Blues Bytes

Pick Hit

June 2016
 

The Mike Eldred Trio
Baptist Town
Great Western Recording Company

Mike Eldred Trio

I’ve enjoyed previous releases from The Mike Eldred Trio, especially their previous album, Elvis Unleaded, but to these ears, their latest release, Baptist Town (Great Western Recording Company), is their best and most ambitious effort to date. Recorded at the legendary Sun Studio in Memphis, the new album features Eldred (guitar/vocals), John Bazz (upright and electric bass), and Jerry Angel (drums/percussion) with assistance from several artists familiar to blues/roots fans.

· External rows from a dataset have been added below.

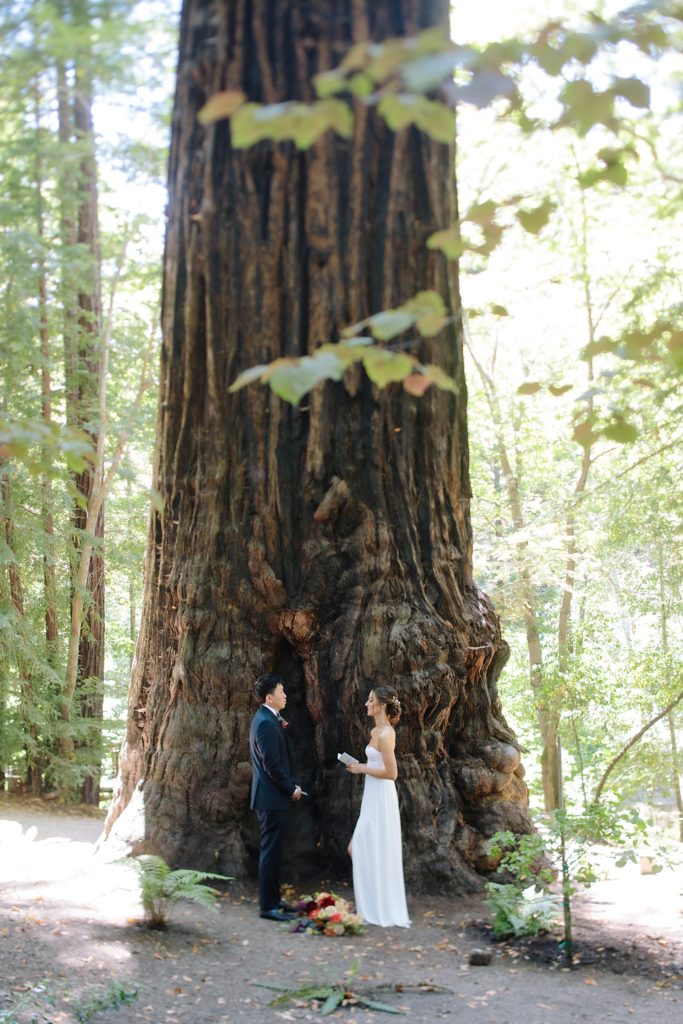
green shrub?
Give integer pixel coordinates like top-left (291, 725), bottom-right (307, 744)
top-left (133, 854), bottom-right (231, 929)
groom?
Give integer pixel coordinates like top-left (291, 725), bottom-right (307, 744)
top-left (249, 675), bottom-right (301, 921)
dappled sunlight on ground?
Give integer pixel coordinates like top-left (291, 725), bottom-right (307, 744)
top-left (0, 812), bottom-right (141, 925)
top-left (0, 800), bottom-right (683, 1024)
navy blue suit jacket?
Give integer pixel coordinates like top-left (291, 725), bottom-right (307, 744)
top-left (249, 705), bottom-right (296, 811)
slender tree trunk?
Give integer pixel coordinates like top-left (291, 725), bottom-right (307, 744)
top-left (469, 346), bottom-right (559, 798)
top-left (108, 0), bottom-right (530, 891)
top-left (657, 541), bottom-right (683, 843)
top-left (58, 0), bottom-right (104, 804)
top-left (33, 82), bottom-right (58, 792)
top-left (0, 456), bottom-right (41, 794)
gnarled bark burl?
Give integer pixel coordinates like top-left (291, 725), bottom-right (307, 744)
top-left (110, 0), bottom-right (529, 891)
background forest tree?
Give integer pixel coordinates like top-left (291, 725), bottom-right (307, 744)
top-left (0, 0), bottom-right (683, 872)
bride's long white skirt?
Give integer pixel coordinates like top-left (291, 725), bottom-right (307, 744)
top-left (351, 748), bottom-right (411, 928)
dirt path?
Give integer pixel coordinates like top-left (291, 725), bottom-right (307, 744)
top-left (0, 801), bottom-right (683, 1024)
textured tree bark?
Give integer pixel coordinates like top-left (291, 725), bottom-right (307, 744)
top-left (108, 0), bottom-right (530, 891)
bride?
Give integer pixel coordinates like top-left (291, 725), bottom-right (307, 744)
top-left (346, 686), bottom-right (411, 928)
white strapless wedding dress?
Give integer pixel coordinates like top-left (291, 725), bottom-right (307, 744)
top-left (351, 745), bottom-right (411, 928)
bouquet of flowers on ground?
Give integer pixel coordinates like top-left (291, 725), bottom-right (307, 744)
top-left (292, 893), bottom-right (365, 935)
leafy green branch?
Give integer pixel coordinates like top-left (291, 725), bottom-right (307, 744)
top-left (228, 291), bottom-right (458, 406)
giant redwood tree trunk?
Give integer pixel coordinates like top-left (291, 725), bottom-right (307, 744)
top-left (108, 0), bottom-right (529, 890)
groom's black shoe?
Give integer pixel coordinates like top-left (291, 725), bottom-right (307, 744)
top-left (259, 907), bottom-right (296, 921)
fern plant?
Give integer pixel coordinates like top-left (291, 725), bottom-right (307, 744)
top-left (133, 854), bottom-right (231, 929)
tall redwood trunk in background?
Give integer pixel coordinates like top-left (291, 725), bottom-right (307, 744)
top-left (57, 0), bottom-right (104, 805)
top-left (108, 0), bottom-right (529, 890)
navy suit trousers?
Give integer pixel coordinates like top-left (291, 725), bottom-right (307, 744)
top-left (256, 807), bottom-right (290, 910)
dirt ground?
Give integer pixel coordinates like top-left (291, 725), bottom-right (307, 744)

Baptist Town, which takes it’s title from the name of the small community where Robert Johnson was murdered in 1938, includes 13 songs, 12 originals and one cover. It’s part of a bigger project which will culminate in a full-length documentary that will go behind the scenes of the recording of the album and discuss the history and continued issues in the South, and is part of an effort to persuade the U.S. Department of the Interior to recognize Baptist Town as a National Historical Landmark.

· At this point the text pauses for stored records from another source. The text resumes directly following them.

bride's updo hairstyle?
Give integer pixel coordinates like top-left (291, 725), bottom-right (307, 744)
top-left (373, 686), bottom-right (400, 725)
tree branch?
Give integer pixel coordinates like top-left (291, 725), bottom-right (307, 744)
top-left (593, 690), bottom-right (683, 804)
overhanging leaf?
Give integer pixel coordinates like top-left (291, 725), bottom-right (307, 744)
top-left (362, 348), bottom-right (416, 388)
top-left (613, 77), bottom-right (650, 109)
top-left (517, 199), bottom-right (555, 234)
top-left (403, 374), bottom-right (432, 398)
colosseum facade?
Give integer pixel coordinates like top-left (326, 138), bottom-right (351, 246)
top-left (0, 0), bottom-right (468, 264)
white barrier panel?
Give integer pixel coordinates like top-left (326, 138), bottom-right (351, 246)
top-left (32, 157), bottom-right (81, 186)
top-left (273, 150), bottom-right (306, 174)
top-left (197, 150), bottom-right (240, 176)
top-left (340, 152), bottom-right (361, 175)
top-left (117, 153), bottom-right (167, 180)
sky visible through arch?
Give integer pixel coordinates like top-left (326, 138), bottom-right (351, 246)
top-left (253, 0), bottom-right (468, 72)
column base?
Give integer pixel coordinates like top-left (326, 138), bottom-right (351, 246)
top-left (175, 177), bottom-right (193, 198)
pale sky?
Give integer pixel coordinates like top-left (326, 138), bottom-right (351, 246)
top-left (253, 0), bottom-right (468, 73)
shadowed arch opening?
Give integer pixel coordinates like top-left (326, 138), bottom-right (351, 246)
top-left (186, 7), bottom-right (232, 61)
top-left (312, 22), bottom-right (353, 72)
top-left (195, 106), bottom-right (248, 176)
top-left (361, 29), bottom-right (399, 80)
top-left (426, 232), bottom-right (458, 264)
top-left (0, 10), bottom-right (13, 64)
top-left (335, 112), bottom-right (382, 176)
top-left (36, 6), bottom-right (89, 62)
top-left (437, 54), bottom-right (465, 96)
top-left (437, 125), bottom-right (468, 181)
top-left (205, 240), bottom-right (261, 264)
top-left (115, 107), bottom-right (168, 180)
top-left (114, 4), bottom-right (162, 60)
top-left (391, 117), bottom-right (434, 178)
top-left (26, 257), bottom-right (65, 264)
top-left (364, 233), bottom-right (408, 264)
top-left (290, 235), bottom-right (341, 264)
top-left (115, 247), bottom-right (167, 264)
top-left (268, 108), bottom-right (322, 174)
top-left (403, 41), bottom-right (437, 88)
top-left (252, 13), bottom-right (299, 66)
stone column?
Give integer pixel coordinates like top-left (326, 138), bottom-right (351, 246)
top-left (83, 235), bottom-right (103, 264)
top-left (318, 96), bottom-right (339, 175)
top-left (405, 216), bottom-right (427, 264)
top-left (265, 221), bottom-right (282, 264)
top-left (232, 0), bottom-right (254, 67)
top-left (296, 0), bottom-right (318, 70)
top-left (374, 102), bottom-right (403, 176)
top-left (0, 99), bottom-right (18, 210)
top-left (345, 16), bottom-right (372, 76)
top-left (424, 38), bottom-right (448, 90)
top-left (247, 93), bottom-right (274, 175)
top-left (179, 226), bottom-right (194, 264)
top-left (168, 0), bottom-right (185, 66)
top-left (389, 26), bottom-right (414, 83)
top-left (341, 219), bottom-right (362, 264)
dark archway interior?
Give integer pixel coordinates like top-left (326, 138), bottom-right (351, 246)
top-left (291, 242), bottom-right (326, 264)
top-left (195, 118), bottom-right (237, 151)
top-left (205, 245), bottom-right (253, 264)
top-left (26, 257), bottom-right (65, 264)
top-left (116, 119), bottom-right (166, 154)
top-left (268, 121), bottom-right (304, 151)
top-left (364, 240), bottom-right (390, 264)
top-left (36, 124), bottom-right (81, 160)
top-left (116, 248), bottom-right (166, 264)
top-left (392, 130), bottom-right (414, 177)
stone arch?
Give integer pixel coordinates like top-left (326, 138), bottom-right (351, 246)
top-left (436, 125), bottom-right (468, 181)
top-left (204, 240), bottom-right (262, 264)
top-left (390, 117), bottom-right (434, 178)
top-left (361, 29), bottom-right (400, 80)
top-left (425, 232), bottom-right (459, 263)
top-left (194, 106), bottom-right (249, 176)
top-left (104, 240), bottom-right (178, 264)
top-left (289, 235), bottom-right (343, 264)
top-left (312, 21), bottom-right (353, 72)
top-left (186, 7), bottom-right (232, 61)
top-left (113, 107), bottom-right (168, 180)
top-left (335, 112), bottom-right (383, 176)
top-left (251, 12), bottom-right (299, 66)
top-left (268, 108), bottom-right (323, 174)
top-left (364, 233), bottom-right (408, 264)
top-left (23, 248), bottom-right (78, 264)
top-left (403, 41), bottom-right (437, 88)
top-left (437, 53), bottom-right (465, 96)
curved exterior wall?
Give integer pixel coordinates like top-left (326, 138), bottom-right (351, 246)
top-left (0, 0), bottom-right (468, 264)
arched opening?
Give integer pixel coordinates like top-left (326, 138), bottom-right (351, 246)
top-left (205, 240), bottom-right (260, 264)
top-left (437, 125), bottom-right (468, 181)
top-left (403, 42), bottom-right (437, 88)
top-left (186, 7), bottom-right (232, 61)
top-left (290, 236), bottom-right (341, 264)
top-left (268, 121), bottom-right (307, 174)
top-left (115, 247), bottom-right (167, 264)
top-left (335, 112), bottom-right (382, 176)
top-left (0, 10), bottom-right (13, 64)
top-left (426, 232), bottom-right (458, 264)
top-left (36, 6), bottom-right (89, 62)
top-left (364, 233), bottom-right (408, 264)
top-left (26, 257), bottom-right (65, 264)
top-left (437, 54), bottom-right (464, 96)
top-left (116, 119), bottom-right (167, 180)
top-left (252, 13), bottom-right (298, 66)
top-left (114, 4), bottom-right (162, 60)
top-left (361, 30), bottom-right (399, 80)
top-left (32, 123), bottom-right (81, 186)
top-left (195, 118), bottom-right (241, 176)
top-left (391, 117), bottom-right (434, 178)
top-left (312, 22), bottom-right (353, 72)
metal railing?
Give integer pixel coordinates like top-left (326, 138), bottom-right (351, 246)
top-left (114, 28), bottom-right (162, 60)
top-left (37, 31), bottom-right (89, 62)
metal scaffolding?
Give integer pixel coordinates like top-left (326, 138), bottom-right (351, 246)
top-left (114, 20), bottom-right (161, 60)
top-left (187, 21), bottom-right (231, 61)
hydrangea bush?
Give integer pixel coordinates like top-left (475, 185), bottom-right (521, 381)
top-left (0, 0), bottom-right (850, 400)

The album is a diverse mix of electric and acoustic blues and roots music. There are plenty of rootsy rockers like “Hunder Dollar Bill,” “Sugar Shake,” “Hoodoo Man,” and the menacing “Kill My Woman” that showcase the trio’s big sound (plus harmonica from John “Big Nick” Samora on “Hunder Dollar Bill”). Also in the rocking vein is “Black Annie,” which starts out innocently enough as a stripped-down acoustic number before transforming into a speaker-shattering rocker. The thundering cover of the Beatles’ (yep, you read that right) “Can’t Buy Me Love” is a standout, too.

My pick for best cut would be the sobering title track, a fantastic tune made even better thanks to guest Robert Cray’s distinctive stinging lead guitar. John Mayer guests on the tender ballad, “Roadside Shrine,” playing lap steel and electric guitar. Los Lobos’ David Hidalgo adds accordion and backing vocals to “Bess,” an interesting Tex-Mex-styled tribute to Bessie Smith. “Run Devil Run” is a Delta roller that teams Eldred’s National steel guitar with James Pennebaker’s mandolin and tap dancing from Lauren Brown.

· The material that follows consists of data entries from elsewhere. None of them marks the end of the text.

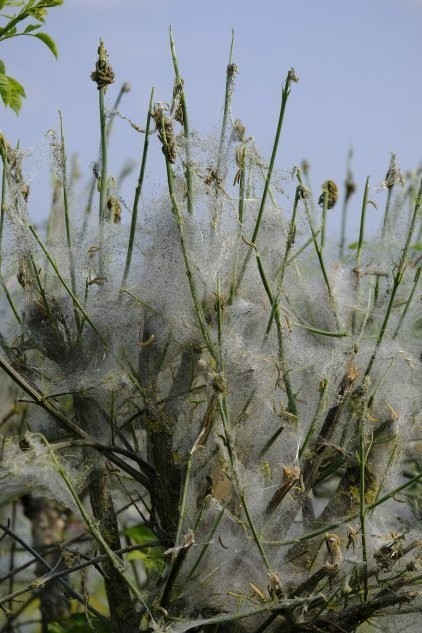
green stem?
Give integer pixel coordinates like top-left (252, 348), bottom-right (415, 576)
top-left (28, 225), bottom-right (108, 349)
top-left (0, 272), bottom-right (22, 325)
top-left (364, 179), bottom-right (422, 378)
top-left (170, 27), bottom-right (193, 213)
top-left (236, 68), bottom-right (302, 288)
top-left (161, 125), bottom-right (217, 361)
top-left (393, 268), bottom-right (421, 339)
top-left (263, 472), bottom-right (422, 546)
top-left (187, 508), bottom-right (225, 580)
top-left (299, 379), bottom-right (328, 460)
top-left (59, 110), bottom-right (81, 332)
top-left (0, 143), bottom-right (7, 267)
top-left (216, 29), bottom-right (236, 192)
top-left (81, 84), bottom-right (129, 230)
top-left (352, 176), bottom-right (369, 333)
top-left (321, 190), bottom-right (328, 253)
top-left (98, 88), bottom-right (107, 223)
top-left (296, 168), bottom-right (340, 330)
top-left (339, 148), bottom-right (354, 259)
top-left (122, 87), bottom-right (154, 286)
top-left (359, 407), bottom-right (368, 602)
top-left (255, 248), bottom-right (297, 416)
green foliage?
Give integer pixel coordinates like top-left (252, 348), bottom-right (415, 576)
top-left (0, 0), bottom-right (63, 114)
top-left (124, 524), bottom-right (165, 575)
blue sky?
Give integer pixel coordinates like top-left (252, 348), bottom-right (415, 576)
top-left (1, 0), bottom-right (422, 237)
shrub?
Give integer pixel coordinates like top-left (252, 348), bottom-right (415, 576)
top-left (0, 33), bottom-right (422, 633)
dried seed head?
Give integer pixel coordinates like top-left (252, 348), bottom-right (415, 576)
top-left (344, 171), bottom-right (356, 202)
top-left (151, 103), bottom-right (177, 163)
top-left (91, 40), bottom-right (114, 91)
top-left (318, 180), bottom-right (338, 209)
top-left (107, 196), bottom-right (122, 224)
top-left (382, 153), bottom-right (404, 189)
top-left (233, 119), bottom-right (246, 141)
top-left (171, 77), bottom-right (184, 125)
top-left (287, 68), bottom-right (299, 84)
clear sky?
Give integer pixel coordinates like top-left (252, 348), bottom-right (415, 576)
top-left (1, 0), bottom-right (422, 237)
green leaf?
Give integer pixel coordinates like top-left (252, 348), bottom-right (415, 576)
top-left (123, 524), bottom-right (157, 545)
top-left (127, 547), bottom-right (166, 576)
top-left (23, 24), bottom-right (41, 35)
top-left (0, 73), bottom-right (25, 114)
top-left (34, 33), bottom-right (59, 57)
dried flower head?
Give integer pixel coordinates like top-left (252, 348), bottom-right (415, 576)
top-left (91, 40), bottom-right (114, 91)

Eldred takes most of the lead vocals, but singer Jarvis Jernigan takes the lead on the rousing sanctified closer, “You’re Always There,” which also features organ from Papa John DeFrancesco and backing vocals from the Emmanuel Church Inspirational Choir. Jernigan provides backing vocals on several tracks as well, notably the ominous “Papa Legba” and the field holler duet with Eldred “Somebody Been Runnin’,” a harrowing account of Rober t Johnson’s “deal with the devil.”

There’s plenty for blues and roots fans to savor on Baptist Town. This album is the prime jewel in The Mike Eldred Trio’s musical catalog to date.